Depuis plus d’une dizaine d’années, mes parents habitent dans la maison qui fut la sienne. La maison de mon enfance a fait peau neuve, mais nous avons conservé ses meubles d’époque. J’utilise maintenant la salle de bain de ma grand-mère, et lorsque l’on ouvre les tiroirs, aujourd’hui encore, Arpège s’en échappe, et tous les objets qui s’y trouvent en sont imprégnés. Lorsque mes enfants m’apportent quelque chose qui en provient, l’aura de ma grand-mère apparaît immédiatement. Pour mes quarante ans, mes parents m’ont offert l’un de ses bijoux : quand j’ai ouvert la boîte, c’est encore elle que j’ai sentie.
La tête aldéhydée n’est pas ce qui m’attache le plus à ce parfum : quand j’y pense, c’est plutôt le bouquet floral qui me vient à l’esprit, comme une vapeur de jasmin et d’ylang ylang ; et ce fond vanillé, boisé, où s’entremêlent les muscs poudrés, avec leur facette animale, très fourrure : ses affaires sentent encore cela. Ce fond, si sensuel, si chaleureux, si texturé, c’est pour la vie. Je la revois faire le geste, j’entends encore le bruit discret du spray, et immédiatement revient en moi le souvenir de ce bouquet floral et ces notes rassurantes, alors que ce n’est pas ce que je perçois en premier lieu lorsque je le sens aujourd’hui.
Comme par magie, ces notes de fond ont pénétré tout ce qui lui a appartenu ; et, comme par magie – car il faut bien avouer que le pouvoir de l’olfaction relève d’une forme de magie – sentir ces notes de fourrure me ramène instantanément à son souvenir. Il me prend aux tripes, il m’émeut profondément, sans jamais être triste, comme une ombre chaleureuse et bienveillante.
Et c’est ce que je cherche à retrouver lorsque je compose : faire passer une émotion puissante, à travers le sillage et la rémanence.
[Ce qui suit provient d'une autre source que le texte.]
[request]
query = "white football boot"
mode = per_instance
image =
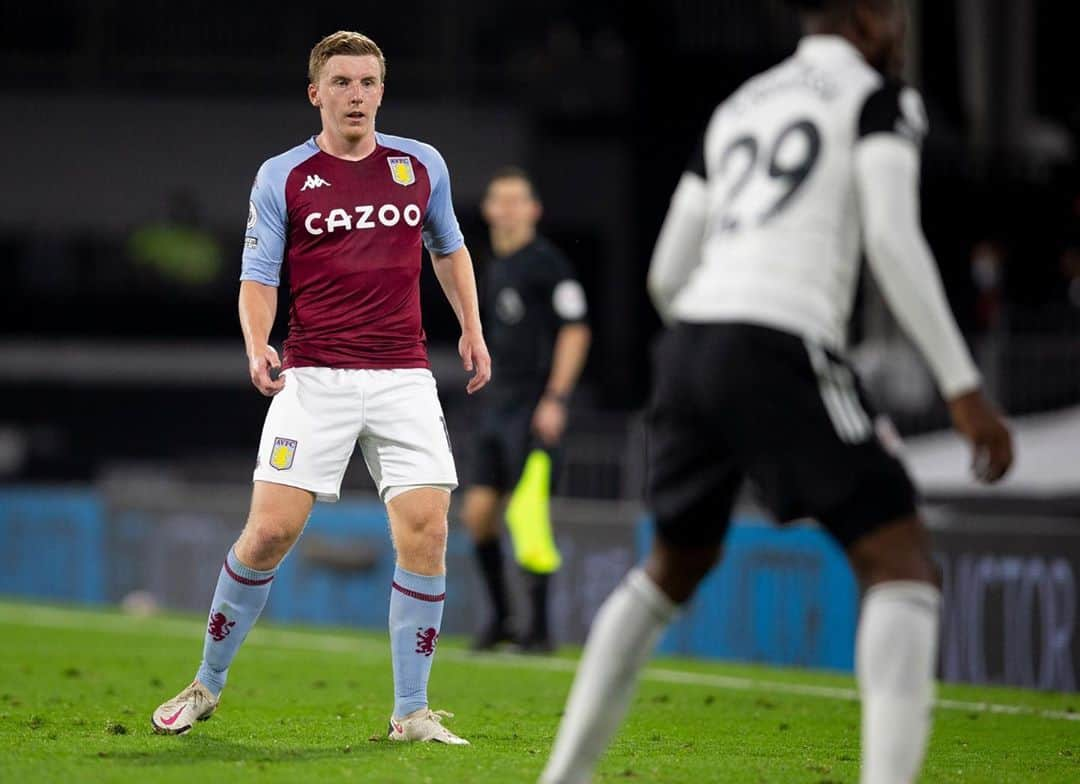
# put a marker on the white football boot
(424, 726)
(179, 714)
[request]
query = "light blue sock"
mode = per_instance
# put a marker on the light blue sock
(239, 598)
(416, 614)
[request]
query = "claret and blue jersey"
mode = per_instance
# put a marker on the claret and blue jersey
(351, 232)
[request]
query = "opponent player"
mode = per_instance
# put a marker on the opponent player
(535, 318)
(756, 265)
(348, 210)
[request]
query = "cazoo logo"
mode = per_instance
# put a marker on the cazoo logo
(367, 216)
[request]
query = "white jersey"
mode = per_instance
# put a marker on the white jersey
(798, 171)
(782, 238)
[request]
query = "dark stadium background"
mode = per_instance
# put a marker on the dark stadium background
(132, 131)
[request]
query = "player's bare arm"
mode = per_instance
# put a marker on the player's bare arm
(571, 348)
(456, 275)
(258, 305)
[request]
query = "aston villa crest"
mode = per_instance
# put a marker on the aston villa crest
(281, 456)
(401, 170)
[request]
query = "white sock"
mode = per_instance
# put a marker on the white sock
(621, 640)
(895, 654)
Ce sont eux qui, à mon sens, nous font tomber éperdument amoureux d’un parfum. Certains muscs, et d’autres ingrédients aujourd’hui impossibles à utiliser, font certainement la signature d’Arpège. Mais il ne faut pas oublier en regardant en arrière que nous avons encore de très belles matières premières à disposition dans notre palette, qui peuvent nous permettre de créer cette rémanence.
Il faut cependant laisser le temps aux parfums de s’exprimer. Avec la macération, tout d’un coup, la formule que l’on a écrite, juste quelques mots, prend forme ; les matières trouvent leur place, l’histoire que l’on a voulu raconter, d’abord simplement déposée sur un bout de papier ou sur un écran, devient vivante, s’organise dans un espace en trois dimensions. Lorsque l’on travaille sur un projet quotidiennement, sentir des essais après les avoir laissé reposer quinze jours nous en offre une nouvelle perception ; et c’est aussi pour cela que l’on peut être ému lorsque l’on sent sa composition dans un flacon : avec un peu de temps, elle a pris vie.
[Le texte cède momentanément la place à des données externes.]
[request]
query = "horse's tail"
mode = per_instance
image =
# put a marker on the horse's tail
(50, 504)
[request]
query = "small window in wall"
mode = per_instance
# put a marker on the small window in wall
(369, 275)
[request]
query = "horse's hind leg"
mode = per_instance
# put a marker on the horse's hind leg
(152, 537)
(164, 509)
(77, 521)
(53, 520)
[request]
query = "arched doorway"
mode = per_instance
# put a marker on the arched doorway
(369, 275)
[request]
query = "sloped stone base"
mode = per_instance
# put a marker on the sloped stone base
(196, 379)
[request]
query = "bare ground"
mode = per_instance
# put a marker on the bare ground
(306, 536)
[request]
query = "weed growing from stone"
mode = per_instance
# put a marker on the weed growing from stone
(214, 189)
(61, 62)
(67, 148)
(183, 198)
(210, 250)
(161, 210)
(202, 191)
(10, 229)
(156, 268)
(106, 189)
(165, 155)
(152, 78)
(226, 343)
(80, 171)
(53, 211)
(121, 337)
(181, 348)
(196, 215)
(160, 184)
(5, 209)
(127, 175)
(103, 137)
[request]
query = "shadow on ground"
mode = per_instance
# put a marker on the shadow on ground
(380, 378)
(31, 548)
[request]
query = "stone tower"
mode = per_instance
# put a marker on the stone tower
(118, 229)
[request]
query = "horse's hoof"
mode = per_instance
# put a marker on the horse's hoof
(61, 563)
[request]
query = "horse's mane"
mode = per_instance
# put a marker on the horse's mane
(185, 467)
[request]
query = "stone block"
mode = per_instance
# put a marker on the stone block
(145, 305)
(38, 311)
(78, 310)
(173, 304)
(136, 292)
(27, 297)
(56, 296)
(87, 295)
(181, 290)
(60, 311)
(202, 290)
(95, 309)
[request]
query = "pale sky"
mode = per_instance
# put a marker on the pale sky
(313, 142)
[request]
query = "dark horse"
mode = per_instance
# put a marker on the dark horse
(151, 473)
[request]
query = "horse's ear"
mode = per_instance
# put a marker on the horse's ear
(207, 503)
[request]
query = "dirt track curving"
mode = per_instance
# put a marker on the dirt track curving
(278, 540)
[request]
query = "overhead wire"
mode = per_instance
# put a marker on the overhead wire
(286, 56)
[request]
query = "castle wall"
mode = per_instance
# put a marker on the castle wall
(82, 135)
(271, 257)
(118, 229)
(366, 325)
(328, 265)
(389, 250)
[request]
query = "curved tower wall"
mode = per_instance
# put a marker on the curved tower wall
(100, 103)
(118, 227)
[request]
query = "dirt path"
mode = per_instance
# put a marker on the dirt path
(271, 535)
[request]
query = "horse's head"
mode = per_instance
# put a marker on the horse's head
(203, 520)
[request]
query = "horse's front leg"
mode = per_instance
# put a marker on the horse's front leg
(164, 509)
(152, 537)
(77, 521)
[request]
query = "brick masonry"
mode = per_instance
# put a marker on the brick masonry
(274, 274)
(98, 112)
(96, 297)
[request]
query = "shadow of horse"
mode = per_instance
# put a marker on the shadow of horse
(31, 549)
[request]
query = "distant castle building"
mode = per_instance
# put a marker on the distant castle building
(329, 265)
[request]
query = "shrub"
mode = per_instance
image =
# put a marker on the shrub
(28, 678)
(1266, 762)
Mais c’est lorsqu’on la sent portée, lorsque quelqu’un se l’approprie, que l’on atteint le graal de notre métier. Chercher à créer cette chaleur, à créer de l’attachement, voilà la quête éternelle que m’a murmurée Arpège. Cela ne signifie pas que le parfum ne peut pas être frais, facetté, qu’il faille forcément proposer un sillage lourd. J’aime imaginer d’autres façons d’obtenir cette rémanence, qui confère une dimension surnaturelle au parfum. C’est l’histoire d’Arpège : même si la personne qui le portait n’est plus là, il fait toujours partie de mon quotidien, il reste gravé en moi.
Julie Massé, le 27 juillet 2023.
Visuel principal : ©Matthieu Dortomb
______
DOSSIER « CONFIDENCES PARFUMEES »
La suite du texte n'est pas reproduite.